Gingersnaps are best when dough is chilled 8 hours to allow flavors to develop, but dough can be chilled for just 2 hours or up to 3 days, if necessary.
Makes 12 servingsIngredients
- 2 cups all-purpose flour
- 1 3/4 teaspoons Chinese five spice powder
- 1 1/2 teaspoons baking soda
- 1/4 teaspoon salt
- 3 tablespoons finely chopped crystallized ginger
- 1 cup sugar
- 1/4 cup molasses
- 3/4 cup unsalted butter, melted and cooled
- 1 large egg
- Confectioners sugar, cinnamon or nutmeg
Directions
To make the dough, whisk together flour, five spice powder, baking soda and salt in a small bowl. Pulse ginger with ¼ cup sugar in a food processor until finely ground. Add molasses, butter, egg, and remaining ¾ cup sugar to the processor and blend until mixture is thick and creamy, about 3 minutes. Add flour mixture and pulse just until a dough forms. Form dough into a disk, wrap in plastic wrap and chill for at least 8 hours to allow flavors to develop.
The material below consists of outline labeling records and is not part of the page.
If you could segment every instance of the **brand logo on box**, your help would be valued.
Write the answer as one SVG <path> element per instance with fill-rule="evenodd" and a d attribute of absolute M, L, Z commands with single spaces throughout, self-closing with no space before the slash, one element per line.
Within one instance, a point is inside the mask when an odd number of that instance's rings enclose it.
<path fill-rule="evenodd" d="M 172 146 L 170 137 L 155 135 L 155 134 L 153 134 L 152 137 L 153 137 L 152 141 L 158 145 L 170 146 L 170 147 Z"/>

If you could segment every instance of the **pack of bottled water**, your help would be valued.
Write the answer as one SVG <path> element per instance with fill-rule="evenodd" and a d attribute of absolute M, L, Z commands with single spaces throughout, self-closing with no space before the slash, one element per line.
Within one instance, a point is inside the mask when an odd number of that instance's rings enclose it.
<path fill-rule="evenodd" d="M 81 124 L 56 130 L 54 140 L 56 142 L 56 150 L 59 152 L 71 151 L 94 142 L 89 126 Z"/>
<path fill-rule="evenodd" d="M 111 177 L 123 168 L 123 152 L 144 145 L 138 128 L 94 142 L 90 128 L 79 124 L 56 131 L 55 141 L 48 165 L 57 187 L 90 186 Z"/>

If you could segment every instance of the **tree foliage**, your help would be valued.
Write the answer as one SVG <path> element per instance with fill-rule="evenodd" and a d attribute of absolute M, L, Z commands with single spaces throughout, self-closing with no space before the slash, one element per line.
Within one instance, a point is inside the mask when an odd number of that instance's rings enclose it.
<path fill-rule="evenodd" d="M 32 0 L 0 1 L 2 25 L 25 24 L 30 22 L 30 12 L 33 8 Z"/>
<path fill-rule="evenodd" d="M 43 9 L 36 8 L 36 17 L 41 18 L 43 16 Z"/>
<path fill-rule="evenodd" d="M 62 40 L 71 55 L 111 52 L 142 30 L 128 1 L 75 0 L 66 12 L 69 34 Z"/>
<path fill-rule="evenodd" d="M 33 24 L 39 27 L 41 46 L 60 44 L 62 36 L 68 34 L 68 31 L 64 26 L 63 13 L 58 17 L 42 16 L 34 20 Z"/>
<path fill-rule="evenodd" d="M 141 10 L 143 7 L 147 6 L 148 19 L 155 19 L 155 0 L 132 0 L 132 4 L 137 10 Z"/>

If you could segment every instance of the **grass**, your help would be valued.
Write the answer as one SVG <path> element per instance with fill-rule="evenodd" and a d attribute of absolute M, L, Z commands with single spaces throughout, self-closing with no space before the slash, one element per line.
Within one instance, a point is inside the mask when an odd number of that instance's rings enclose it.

When ready to bake, put the oven rack in the middle position and preheat the oven to 325 degrees. Line 2 large baking sheets with parchment paper. Quarter the dough, keeping the remaining 3 pieces wrapped in plastic wrap and chilled. Roll out 1 piece of dough on a lightly floured sheet of wax paper with a lightly floured rolling pin to ¾-inch thickness. (Note: If dough becomes too soft to roll out, chill on wax paper until firm.) Cut out rounds with a 1-inch cookie cutter and transfer to the lined baking sheet, arranging cookies about 2 inches apart. Bake until slightly puffed and a shade darker than the dough, about 10 to 12 minutes. Cool for 5 minutes on the sheet, then transfer cookies (still on parchment) to a rack to cool completely. (Cookies will flatten slightly as they cool).
While the first batch is baking, roll out and cut another batch, arranging cookies on the second lined sheet. Bake in the same manner, then gather scraps and chill until dough is firm enough to reroll, 15 to 20 minutes. Make more cookies with scraps (reroll scraps only once) and remaining pieces of dough, cooling sheets and lining them with fresh parchment before using again. Once all cookies are cooled, sift confectioners sugar, cinnamon or nutmeg over the gingersnaps and enjoy!
Chef’s notes: Ground ginger (1/8 teaspoon) can be substituted for 1 tablespoon of crystalized ginger. Gingersnaps are best when dough is chilled 8 hours to allow flavors to develop, but dough can be chilled for just 2 hours or up to 3 days, if necessary. Five spice powder is available at conventional grocery stores.